ONTAP Discussions

SnapManager for SQL question

yossi
2,453 Views

Hi Team,

One of my customers planning to implement large SQL DB, between:2TB -10TB, he also planning to use NetApp SMSQL as the backup software for his DB.

One of his major concern is the verification process for large DB:

·         Take long amount of time to finish for each Snapshot verification

·         Will impact the NetApp & SQL server performance

In order to by pass this concerns, we thinking of:

·         Not use the SnapManager Verification process on each Snapshot

·         Use the flex clone technology

·         Bring up the SQL DBs on line with scripts and SnapDrive\SnapManager Cli

·         customer will check that the DB is online and check that all is ok from his application side ( DB under clone).

Can we promise that: bringing on line the DB from the Snapshots without running the SQL DBCC check is valid? on other words, by pass the Verification.

Thx

                --Yossi

3 REPLIES 3

reinoud7
2,453 Views

That's a difficult question (or better, difficult to answer correctly).

Just bringing online the database is not a valid test.
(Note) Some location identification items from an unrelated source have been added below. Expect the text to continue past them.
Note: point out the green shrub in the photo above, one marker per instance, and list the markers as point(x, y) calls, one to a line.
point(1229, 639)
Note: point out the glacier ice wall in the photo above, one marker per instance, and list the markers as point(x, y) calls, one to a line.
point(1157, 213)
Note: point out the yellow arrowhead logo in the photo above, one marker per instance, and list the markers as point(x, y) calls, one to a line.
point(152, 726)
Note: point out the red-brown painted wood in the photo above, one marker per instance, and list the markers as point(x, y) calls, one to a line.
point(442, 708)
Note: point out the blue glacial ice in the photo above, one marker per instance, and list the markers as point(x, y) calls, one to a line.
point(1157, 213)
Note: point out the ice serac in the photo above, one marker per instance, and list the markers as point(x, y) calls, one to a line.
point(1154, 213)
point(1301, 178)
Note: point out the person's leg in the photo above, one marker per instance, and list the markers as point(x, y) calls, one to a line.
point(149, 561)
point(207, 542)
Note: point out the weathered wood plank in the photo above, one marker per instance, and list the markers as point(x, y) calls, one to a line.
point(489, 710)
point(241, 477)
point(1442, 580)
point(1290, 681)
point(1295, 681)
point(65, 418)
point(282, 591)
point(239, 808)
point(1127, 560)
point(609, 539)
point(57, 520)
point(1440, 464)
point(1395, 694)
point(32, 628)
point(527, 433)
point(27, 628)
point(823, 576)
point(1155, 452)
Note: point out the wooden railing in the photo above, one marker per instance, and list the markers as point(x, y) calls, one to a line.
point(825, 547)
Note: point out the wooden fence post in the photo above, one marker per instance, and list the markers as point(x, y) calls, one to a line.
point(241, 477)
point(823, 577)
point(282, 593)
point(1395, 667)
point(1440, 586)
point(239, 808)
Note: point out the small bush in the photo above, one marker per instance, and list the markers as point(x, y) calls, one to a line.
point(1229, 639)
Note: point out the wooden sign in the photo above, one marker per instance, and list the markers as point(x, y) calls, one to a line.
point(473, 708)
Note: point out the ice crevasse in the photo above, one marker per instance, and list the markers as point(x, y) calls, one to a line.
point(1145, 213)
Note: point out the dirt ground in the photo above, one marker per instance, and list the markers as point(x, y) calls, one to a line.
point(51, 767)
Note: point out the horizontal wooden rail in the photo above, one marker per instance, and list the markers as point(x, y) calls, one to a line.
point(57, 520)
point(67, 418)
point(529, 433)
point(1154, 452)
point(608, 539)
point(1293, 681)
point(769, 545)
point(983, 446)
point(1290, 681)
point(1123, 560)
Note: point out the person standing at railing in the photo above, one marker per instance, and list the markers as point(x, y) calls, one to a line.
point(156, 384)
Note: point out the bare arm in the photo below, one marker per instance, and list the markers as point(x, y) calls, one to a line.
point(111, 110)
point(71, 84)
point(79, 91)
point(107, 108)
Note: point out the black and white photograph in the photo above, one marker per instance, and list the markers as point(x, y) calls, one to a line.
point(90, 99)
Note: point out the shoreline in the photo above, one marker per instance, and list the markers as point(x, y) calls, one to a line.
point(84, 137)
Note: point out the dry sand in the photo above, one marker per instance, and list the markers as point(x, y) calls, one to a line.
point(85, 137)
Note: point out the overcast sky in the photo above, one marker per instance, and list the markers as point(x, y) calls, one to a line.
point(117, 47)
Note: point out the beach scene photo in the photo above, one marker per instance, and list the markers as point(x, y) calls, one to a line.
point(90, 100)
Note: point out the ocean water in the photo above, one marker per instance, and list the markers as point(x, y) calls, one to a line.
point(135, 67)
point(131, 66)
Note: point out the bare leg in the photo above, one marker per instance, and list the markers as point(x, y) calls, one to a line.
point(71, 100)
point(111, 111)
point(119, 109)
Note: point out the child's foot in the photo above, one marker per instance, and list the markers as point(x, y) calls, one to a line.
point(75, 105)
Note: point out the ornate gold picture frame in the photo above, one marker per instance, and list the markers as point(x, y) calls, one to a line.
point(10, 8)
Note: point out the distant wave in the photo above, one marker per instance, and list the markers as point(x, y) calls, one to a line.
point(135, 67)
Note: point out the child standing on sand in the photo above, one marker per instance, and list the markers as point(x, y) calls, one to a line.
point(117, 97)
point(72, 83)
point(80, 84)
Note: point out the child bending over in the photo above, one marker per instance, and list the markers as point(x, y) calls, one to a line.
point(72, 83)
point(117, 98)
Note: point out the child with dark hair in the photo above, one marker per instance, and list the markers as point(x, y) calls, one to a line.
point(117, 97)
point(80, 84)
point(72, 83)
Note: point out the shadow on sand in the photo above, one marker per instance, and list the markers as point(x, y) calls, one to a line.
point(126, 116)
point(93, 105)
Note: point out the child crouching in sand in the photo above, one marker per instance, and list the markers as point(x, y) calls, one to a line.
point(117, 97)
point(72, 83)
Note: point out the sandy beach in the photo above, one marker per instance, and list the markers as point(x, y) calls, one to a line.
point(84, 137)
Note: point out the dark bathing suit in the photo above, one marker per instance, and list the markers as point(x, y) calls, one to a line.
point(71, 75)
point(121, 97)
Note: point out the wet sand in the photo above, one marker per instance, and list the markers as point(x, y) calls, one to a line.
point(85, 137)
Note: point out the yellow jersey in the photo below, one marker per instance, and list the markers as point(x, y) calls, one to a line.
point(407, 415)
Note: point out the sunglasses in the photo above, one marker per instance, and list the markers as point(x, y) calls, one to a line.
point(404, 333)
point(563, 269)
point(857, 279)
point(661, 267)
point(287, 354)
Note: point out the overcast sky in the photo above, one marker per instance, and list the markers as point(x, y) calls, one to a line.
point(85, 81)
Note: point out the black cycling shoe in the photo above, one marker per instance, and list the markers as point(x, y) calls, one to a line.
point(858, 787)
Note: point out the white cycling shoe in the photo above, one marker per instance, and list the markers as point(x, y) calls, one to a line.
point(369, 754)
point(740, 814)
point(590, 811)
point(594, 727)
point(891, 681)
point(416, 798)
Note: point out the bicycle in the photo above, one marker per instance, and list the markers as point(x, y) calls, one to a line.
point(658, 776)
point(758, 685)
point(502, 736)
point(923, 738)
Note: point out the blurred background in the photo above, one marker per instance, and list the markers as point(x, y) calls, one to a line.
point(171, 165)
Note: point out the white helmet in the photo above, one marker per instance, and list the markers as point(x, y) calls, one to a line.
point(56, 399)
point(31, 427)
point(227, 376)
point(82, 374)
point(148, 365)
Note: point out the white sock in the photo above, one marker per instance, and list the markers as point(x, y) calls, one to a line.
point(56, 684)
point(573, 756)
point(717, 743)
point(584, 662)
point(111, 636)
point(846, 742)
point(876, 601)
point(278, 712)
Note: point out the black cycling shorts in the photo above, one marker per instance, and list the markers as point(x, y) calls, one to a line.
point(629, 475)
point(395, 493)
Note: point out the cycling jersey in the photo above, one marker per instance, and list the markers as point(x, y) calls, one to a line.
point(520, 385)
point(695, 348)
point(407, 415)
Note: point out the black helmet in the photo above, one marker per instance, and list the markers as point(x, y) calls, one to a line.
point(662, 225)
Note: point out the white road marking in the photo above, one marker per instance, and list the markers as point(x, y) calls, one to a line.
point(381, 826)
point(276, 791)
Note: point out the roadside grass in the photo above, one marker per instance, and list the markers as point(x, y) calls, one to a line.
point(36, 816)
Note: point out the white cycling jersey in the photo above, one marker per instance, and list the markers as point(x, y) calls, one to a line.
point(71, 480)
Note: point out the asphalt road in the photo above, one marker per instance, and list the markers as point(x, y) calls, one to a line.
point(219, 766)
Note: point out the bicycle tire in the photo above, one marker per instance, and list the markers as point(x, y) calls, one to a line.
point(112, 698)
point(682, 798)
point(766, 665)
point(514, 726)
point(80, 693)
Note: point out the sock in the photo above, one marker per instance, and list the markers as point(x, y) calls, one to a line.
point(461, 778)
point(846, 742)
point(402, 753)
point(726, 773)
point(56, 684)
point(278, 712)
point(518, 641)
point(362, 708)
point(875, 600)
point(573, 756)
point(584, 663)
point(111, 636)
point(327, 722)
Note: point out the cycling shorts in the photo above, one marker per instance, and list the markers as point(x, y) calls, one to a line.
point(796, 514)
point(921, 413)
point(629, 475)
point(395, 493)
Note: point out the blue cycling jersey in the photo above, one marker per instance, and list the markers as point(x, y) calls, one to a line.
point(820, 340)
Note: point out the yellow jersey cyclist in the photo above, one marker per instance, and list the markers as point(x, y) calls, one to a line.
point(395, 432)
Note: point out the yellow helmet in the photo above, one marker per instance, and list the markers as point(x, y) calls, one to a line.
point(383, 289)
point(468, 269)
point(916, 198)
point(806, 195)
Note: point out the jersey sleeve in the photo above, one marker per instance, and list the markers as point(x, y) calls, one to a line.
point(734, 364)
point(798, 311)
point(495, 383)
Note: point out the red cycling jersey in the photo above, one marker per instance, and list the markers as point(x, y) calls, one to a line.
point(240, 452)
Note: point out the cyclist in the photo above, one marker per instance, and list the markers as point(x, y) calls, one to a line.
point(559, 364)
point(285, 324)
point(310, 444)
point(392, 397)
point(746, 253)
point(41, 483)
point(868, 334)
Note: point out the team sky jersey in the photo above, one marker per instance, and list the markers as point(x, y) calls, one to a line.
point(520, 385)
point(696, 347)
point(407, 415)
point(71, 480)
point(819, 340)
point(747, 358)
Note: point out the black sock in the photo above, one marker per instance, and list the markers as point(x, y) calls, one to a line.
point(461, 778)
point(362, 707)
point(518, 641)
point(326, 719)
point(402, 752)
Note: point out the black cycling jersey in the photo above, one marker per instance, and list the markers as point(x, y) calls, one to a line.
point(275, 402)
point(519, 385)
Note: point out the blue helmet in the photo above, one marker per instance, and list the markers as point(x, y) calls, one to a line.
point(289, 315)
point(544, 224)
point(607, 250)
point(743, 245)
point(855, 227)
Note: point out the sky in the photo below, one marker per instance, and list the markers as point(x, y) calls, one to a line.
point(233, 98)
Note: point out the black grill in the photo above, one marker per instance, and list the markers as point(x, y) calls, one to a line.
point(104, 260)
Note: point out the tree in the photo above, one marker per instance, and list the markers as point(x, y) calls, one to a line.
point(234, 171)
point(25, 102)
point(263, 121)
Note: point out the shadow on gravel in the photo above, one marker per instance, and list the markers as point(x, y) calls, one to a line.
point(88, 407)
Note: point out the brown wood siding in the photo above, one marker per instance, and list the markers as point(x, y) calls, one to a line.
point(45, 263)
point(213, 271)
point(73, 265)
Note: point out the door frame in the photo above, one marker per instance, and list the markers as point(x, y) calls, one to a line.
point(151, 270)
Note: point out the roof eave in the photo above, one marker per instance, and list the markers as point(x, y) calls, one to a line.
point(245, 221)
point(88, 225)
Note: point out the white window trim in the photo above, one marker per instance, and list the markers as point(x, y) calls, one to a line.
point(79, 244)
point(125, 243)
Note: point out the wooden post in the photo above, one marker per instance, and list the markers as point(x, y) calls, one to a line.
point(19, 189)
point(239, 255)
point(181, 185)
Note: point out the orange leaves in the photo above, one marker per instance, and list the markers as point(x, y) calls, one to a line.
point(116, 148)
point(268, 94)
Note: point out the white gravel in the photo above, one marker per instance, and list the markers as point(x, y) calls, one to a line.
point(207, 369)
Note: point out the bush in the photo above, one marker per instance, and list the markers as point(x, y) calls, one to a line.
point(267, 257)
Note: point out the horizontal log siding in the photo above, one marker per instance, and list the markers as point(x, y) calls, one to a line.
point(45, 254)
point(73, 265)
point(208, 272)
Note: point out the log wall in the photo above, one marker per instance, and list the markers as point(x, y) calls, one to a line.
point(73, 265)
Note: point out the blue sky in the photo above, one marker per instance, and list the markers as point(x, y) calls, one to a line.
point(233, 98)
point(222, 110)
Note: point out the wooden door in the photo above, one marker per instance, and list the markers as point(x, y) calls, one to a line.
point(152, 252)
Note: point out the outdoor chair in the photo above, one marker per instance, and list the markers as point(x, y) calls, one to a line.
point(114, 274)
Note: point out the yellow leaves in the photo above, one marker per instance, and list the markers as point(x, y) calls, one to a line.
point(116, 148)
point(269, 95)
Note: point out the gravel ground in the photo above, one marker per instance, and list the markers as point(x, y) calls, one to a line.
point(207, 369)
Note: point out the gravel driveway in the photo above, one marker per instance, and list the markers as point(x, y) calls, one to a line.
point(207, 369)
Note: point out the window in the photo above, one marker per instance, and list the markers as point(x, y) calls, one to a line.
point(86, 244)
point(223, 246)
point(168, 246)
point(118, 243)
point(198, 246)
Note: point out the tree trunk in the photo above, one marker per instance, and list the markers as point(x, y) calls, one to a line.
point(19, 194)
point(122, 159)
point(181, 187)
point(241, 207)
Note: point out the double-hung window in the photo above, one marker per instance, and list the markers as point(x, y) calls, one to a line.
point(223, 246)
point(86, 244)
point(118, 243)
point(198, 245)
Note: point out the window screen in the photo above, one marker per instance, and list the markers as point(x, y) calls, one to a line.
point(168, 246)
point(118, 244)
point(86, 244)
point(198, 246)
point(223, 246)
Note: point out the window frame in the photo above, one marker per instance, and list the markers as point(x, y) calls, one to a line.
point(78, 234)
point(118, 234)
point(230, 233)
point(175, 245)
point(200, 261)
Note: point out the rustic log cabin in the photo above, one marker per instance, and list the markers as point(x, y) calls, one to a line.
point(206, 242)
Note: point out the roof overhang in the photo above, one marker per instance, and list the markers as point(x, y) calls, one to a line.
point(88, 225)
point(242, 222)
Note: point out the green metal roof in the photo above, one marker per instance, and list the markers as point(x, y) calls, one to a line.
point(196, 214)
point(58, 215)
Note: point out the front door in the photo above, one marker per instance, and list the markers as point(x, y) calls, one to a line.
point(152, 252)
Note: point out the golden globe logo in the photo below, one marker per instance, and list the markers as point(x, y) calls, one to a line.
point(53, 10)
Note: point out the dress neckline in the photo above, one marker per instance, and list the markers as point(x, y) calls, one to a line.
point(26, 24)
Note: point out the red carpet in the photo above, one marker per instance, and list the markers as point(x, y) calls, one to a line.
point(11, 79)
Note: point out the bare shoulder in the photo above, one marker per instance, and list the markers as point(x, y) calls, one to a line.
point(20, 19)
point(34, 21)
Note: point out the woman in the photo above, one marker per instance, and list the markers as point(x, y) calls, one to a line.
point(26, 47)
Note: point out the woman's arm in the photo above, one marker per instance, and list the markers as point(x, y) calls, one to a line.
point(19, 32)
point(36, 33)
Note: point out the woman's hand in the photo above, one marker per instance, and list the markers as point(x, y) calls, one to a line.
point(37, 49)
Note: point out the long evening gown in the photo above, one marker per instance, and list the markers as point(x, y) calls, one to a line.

It says something, but you only know for sure after running DBCC.

An other way to look at this is: when you try this (the whole procedure: snapshot and the DBCC) 200 times, you will probably see that you never have a corrupt DB. With that hit rate, I would skip the DBCC and take more snapshots.

Is it not possible to snapmirror/snapvault the whole volume to an other less important filer (with sata drives) and use a flexclone copy on that system to run the DBCC? So that there's no impact on the production systems?

Reinoud

yossi
2,453 Views

Hi Reynders,

Unfortunately, we have only one controller. no DR or Backup to disk quested by the customer.

Thx

--Yossi

amiller_1
2,453 Views

For that kind of setup, it will be difficult to guarantee data consistency given the other requirements. I'd agree that the best approach is just to take lots of snapshots (since most snapshots will be fine but given you can't guarantee that without a DBCC having lots of restore options will alleviate that somewhat).

Even without a second controller or a second aggregate, long-term you could use FlexClone (paid feature) with FlexShare (free feature) to clone the volume inside the same aggregate and then set the cloned volume to a lower priority (so that the DBCC running against the cloned volume won't slow down the production database volume).